David’s Blog

I’m listening…but I can barely hear you

You don’t miss your water, ‘til the well runs dry
-William Bell-

You don’t know what you’ve got ‘til it’s gone
-Joni Mitchell-

Round about age fifty, everybody in my family with patrilineal (Powsner) DNA enters the world of progressive higher frequency hearing loss. At first, the progression is so incremental as to be insidious. The drip-by-drip decay of consonant discriminations gradually renders comprehension of others’ speaker behaviors challenging, particularly in environments where there is a lot going on. Crowded social events, or even more formal meeting settings where people forget to take turns talking, become an overwhelming sound soup where one can see peoples’ mouths moving, but messages are lost. Busy outdoor environments frequently bewilder with a cacophony of auditory events that compete for focused attention and discrimination of importance, sometimes with basic safety implications. There’s a crucial reason for “Deaf Child at Play” signs.

Of necessity, vision must take on an outsized share of environmental awareness and it’s all very exhausting.

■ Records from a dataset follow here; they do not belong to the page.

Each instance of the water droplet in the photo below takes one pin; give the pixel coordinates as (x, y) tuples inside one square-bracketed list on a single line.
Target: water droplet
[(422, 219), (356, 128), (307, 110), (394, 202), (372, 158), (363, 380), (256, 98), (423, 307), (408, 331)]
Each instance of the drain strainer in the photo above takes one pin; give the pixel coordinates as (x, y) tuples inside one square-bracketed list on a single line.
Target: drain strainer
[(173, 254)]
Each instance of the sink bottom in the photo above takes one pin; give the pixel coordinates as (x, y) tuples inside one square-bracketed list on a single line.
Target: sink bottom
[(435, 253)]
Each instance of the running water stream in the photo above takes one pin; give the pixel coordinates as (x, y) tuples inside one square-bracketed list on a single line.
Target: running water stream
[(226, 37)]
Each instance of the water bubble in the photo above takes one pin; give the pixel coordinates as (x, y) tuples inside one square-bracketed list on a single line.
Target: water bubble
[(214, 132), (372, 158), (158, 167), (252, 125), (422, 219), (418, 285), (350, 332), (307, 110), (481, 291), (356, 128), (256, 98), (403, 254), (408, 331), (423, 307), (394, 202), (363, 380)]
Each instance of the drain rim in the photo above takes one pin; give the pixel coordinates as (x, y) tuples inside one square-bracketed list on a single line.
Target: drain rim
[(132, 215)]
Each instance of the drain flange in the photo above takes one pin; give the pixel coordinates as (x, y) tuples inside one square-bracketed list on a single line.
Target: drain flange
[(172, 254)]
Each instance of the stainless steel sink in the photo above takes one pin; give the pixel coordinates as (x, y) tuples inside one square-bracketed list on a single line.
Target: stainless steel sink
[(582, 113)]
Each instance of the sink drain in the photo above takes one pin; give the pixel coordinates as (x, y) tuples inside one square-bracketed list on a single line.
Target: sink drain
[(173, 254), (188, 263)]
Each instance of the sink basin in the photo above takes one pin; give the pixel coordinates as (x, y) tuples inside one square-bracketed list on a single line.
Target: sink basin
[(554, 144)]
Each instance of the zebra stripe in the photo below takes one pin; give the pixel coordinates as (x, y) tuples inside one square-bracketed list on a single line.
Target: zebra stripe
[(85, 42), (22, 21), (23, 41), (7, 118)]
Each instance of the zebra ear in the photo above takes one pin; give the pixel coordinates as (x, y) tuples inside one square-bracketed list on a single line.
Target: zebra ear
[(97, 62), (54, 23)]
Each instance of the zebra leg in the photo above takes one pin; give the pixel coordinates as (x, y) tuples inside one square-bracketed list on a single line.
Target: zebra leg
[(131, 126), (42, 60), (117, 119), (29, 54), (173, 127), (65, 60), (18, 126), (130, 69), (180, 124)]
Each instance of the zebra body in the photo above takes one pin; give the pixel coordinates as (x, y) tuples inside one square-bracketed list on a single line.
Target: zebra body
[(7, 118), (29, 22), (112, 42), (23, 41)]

In the absence of sensory disability, hearing and vision work together seamlessly to support effective responses to the world around us, but that partnership goes unnoticed until one of the partners in perception begins to falter.

Tis a gift to be simple, but life only affords such gifts when the responsibilities of communal living abate for the day and one can retreat into the relative serenity of space and activity that one can control. I remember my father, after a busy day of speaking and listening, taking out his (in his day blunt instrument) hearing aids and settling into his favorite chair with a book and heaving a sigh of relief. My hearing aids are much higher tech, with five different channels that can be adjusted for frequency response and discrimination of ‘what’s important to hear’ in a variety of settings. They are still, however, prostheses… not the real deal, and are one more thing to attend to and manage. I find myself, in conversations, running through the five channels for best effect, or more aptly stated: which one will help me hear the least badly.

So why am I sharing my personal tale of disability challenge?… not so you’ll know I have a hard time hearing you (I’ll deal with that on the spot). I’m reporting here in the service of applied behavior analysis. We work hard to support people with a wide range of disabilities: sensory challenges, motoric challenges, communication challenges, intellectual challenges… by themselves and in endless combinations. I’ve described the impact of sensory challenge in my own life. To people with motoric challenges, a curb looms like a hard to scale cliff. People with communication challenges struggle to both impart and receive information. People with intellectual challenges struggle constantly to make sense of the world around them.

Behavior analysts teach through targeted applications of positive reinforcement. To be effective, the reinforcement provided must surpass the effort required to produce a response. While I struggle with hearing loss, the reinforcement of successful communication makes the fatigue I feel at the end of the day worth it… but my disability is adventitious. For most of my life, listener behavior was easy and highly reinforcing. People with lifelong disabilities do not have the advantage that a rich adaptive learning history affords. For them, we must ensure two things. First, challenges must be accommodated so that response effort (as we behavior analysts call it) is never so great that the learner is discouraged. Secondly, we must always offer sufficient positive reinforcement to make the effort worthwhile.